Misturaram para ele o cálice, e ele disse "sou nazireu a partir dele", eis que este é nazireu. Aconteceu com uma mulher que estava embriagada, e misturaram para ela o cálice, e ela disse "sou nazireia a partir dele"; disseram os sábios: ela não teve outra intenção senão dizer "eis que ele é para mim oferenda". — No primeiro caso, uma pessoa comum, com pleno domínio de suas faculdades, vê diante de si um cálice de vinho já pronto para beber e declara "sou nazireu a partir dele": aqui não há ambiguidade nenhuma — ela está, sem dúvida, se referindo ao vinho, a fonte central de proibição do nazireado, e o voto recai sobre ela por completo, tornando-a nazireia genuína. O segundo caso relata um episódio real: uma mulher embriagada, a quem serviram um cálice, disse a mesma frase — "sou nazireia a partir dele". Os sábios, avaliando a situação concreta, concluíram que sua verdadeira intenção não era assumir o nazireado completo, mas apenas evitar que lhe servissem mais vinho: temendo o excesso, ela quis dizer, na prática, que aquele cálice ficaria proibido para si como se fosse uma oferenda — um voto de proibição de alimento, e não de nazireado.
Diferentemente dos casos anteriores, aqui não há disputa entre Bet Shamai e Bet Hilel: a linguagem do voto corresponde exatamente à substância que a Torá identifica como o núcleo do nazireado — o vinho.
Quando a pessoa aponta diretamente para o vinho e diz "sou nazireu a partir dele", ela está usando exatamente a linguagem que a Torá reconhece como voto de nazireado — por isso todos concordam que ela se torna nazireia de fato. O caso da mulher embriagada não contradiz esse princípio; ele apenas mostra que a mesma frase pode ter outro sentido quando o contexto revela que a intenção real da pessoa era diferente — evitar mais vinho, e não consagrar-se como nazireia.

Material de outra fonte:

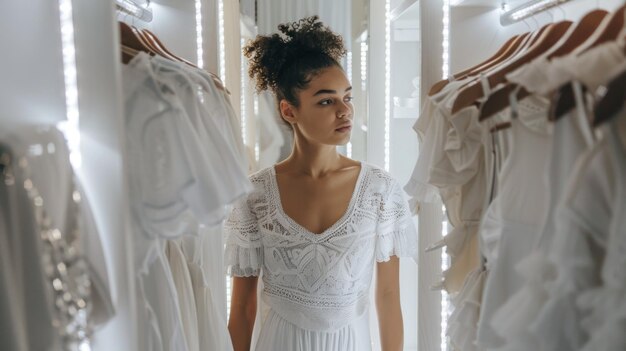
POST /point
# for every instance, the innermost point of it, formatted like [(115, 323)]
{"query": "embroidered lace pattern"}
[(319, 281)]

Quem diz "sou nazireu a partir do vinho" diante de um cálice já servido torna-se nazireu; mas se disser isso em estado de embriaguez, avalia-se sua real intenção, que pode ser apenas proibir aquele cálice sobre si, e não assumir o nazireado.
Bartenura explica que a mishná está incompleta em sua formulação literal e deve ser lida com uma cláusula implícita: se a pessoa que fez a declaração estava embriagada, ela não se torna nazireia, pois sua intenção não era assumir o nazireado, mas apenas proibir aquele cálice específico sobre si — evitando, com essa linguagem, que lhe servissem outro. O caso da mulher embriagada relatado na mishná vem exemplificar exatamente essa regra.
Perush de Rashi, Rambam e Bartenura sobre a mishná.
Rashi explica o raciocínio dos sábios: como a mulher estava embriagada e, portanto, não precisava de mais bebida, é razoável concluir que ela não pretendia, com sua declaração, assumir o nazireado propriamente dito, mas apenas evitar que continuassem a servir-lhe vinho. A situação concreta — uma pessoa embriagada, temerosa de beber mais — reinterpreta a linguagem do voto, que em circunstâncias normais geraria nazireado pleno.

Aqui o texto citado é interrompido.